I just put HELOT in a puzzle I constructed. I wasn't proud, but I did it anyway. It's a solid, if somewhat arcane, word. It'll do. Beats ALEGAR, that's for sure (I remember learning that word years ago, from crosswords, of course; never seen it since, til now) (16A: Onetime pickling liquid). Had a back-and-forth about "Throw Momma From the Train" with some friends recently (I have a "Screening 1987" Facebook group that is watching one 1987 movie a week, all year long— "Throw Momma" is on the schedule). Momma's saying "OWEN" was one of the things I remembered best about that movie. I apparently have no idea what it means to be named a "Dr. of the Church." Which Church? Catholic? I have "Dr. Donne" in my head (a metaphorical rather than literal title, probably), so I was thinking Anglican Church, which of course made the whole "Only Englishman" thing completely bizarred. "But ... it's the Anglican Church ... so ... what?" (29A: Only Englishman named a Dr. of the Church = ST. BEDE). The phrase "'Footloose' hero" made me laugh, so even though that's a crazy clue for REN, I approve (12D: "Footloose" hero McCormack).

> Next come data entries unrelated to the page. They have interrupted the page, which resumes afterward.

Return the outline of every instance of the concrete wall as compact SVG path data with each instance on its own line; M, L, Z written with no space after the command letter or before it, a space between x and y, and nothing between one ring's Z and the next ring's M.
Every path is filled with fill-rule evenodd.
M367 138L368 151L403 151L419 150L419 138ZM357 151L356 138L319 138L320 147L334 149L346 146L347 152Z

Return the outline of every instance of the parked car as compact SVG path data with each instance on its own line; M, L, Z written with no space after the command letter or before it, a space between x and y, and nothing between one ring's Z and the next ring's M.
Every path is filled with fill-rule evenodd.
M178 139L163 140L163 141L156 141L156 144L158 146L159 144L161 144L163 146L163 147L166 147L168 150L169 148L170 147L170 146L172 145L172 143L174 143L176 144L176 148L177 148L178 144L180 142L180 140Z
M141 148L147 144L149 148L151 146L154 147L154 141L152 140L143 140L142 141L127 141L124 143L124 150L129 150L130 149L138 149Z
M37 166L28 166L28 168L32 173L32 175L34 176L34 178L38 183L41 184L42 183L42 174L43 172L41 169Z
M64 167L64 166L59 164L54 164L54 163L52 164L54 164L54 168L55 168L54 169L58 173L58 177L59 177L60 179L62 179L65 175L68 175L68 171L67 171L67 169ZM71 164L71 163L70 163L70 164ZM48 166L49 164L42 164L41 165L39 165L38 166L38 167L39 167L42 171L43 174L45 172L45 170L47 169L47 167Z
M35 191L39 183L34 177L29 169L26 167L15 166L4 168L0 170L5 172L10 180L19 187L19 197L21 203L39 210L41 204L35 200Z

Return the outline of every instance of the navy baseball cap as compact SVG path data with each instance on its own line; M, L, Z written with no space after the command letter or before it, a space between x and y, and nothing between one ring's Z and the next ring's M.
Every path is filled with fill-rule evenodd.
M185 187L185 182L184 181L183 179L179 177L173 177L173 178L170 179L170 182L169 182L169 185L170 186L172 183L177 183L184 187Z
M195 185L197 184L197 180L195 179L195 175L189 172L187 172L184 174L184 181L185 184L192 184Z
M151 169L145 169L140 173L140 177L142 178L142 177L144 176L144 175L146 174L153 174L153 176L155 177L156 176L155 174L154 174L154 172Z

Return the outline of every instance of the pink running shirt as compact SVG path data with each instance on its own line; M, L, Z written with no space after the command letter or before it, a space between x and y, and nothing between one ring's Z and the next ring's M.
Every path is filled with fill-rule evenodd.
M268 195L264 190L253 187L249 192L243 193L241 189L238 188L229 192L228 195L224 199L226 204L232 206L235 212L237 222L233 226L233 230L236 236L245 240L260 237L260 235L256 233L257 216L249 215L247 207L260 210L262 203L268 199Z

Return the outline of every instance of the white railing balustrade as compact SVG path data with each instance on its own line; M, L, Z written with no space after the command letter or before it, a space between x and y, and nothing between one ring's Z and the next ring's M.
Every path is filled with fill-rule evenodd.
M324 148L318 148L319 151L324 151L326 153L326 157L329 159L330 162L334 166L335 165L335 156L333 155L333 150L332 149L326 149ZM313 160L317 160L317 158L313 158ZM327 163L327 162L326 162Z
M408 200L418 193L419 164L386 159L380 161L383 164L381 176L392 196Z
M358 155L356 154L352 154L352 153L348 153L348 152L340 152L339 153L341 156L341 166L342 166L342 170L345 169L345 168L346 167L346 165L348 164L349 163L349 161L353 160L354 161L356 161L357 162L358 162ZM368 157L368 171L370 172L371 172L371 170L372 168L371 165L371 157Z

- 32A: Tony's "Taras Bulba" co-star, 1962 (YUL) — "Taras Bulba" may as well be a JACQUARD LOOM for all I know about it (saw it used in a puzzle once as a clue for "TARAS," I think). No idea who "Tony" is here (it's Curtis).
- 59A: Running quarterly, for short? (COIN-OP) — yeah, that's a good "?" clue.
- 10D: Longtime Dodgers coach Manny (MOTA) — 32 consecutive years as a Dodgers coach. Keep in mind, that's not the same as *the* coach, i.e. the manager. Still, impressive.
- 13D: Ending for AriZona flavors (-ADE) — they make sugary drinks and "teas" and what not. -ADE was an educated guess.
- 51D: Like the Navajo language (TONAL) — I thought 63A: Reacted to a punch was WEAVED, so I had this answer ending in "V." Not a lot of options. YAKOV? PART V?